November 18, 2019

Knight: Governor’s Budget Includes Some Positive Steps, But Would Do Little to Reverse Growing Long-Term Inequities

The governor’s proposal includes a much-needed boost to Florida teacher salaries and recommends full investment in the Sadowski Affordable Housing Trust Fund.  Disappointingly, the proposal would do little in the way of addressing income inequality and disparities in Florida’s health care system.

The governor makes an important investment in K-12 education by increasing the minimum salary for full-time classroom teachers to $47,500. This $603 million investment in Florida’s teachers would be unprecedented, and it would help restore cuts made to teacher pay in the decade following the Great Recession, which were deeper in Florida than in any other state.

The recommended budget also preserves dollars earmarked for affordable housing. This is a crucial step forward, as lawmakers have raided the Sadowski Affordable Housing Trust Fund to the tune of $2.5 billion over the past 16 years.

Additionally, the governor’s proposal funds Florida Forever, the state’s primary land conservation program, at $100 million. While this is an important commitment to conservation, it’s far below the level needed to make up for years of dismal environmental protection funding at the hands of state lawmakers.

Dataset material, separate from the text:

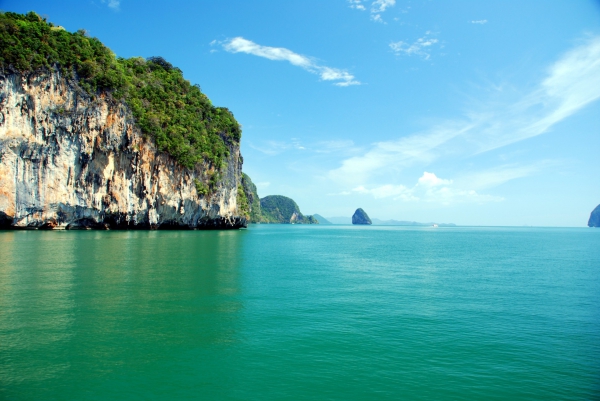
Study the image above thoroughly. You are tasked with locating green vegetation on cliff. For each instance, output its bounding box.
[242,173,261,223]
[0,12,241,171]
[260,195,319,224]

The governor recommends increasing the current year’s Department of Corrections budget by roughly 4 percent. While the proposal increases funding for basic education skills programs, facility repairs and staff salaries, areas such as substance abuse prevention and treatment and work-release received cuts, which would further deteriorate key reentry programs given the current fiscal year deficit.

"Florida’s high rate of uninsured residents and poor performance on a variety of health and wellness indices should serve as an impetus for increasing access to health care. Unfortunately, the governor's proposed budget continues the state's policy choice of refusing to expand Medicaid, which could give more than 800,000 low-income, uninsured Floridians access to care. In addition, the proposal fails to restore retroactive Medicaid benefits. This cut, made during the last legislative session, targets adults with disabilities and elderly residents who face major medical crises and crushing medical debt.  While the governor rightly continues investments to combat the opioid crisis, nearly half of those dollars are time-limited federal grant funds. When these dollars are exhausted, it will create a ‘treatment cliff’ unless state funds are appropriated to continue the increased service capacity.

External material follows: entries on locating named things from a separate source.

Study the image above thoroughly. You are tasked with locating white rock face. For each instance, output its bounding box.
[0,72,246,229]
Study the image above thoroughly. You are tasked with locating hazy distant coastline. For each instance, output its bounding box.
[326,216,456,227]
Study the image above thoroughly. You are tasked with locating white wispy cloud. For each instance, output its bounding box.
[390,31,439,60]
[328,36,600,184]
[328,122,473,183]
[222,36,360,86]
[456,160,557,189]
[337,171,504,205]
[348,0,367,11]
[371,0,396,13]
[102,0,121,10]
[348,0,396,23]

The budget recommends a decrease in Temporary Assistance for Needy Families (TANF) funding even though benefit levels have remained stagnant for the past 27 years. Current benefits are so low that the most a three-person family can receive for one year, $3,636, is less than the median monthly household income in Florida. Thousands of grandparents choose to take care of their grandchildren instead of placing them in foster care after the loss of a parent to the opioid epidemic. Neglecting TANF has a detrimental impact on these families.

The budget is not simply a document detailing the dollars and cents of appropriations; it’s a statement of lawmakers’ priorities.  Shared prosperity in the Sunshine State requires investments in education and health care that unleash the productivity of residents. Lawmakers also must launch infrastructure projects that create jobs and generate equitable growth; enact policies to help boost household incomes; and clean up and modernize the tax code. The governor’s budget takes some steps to make investments in Florida’s families, communities and natural resources, but not nearly enough to ensure broadly shared economic opportunity.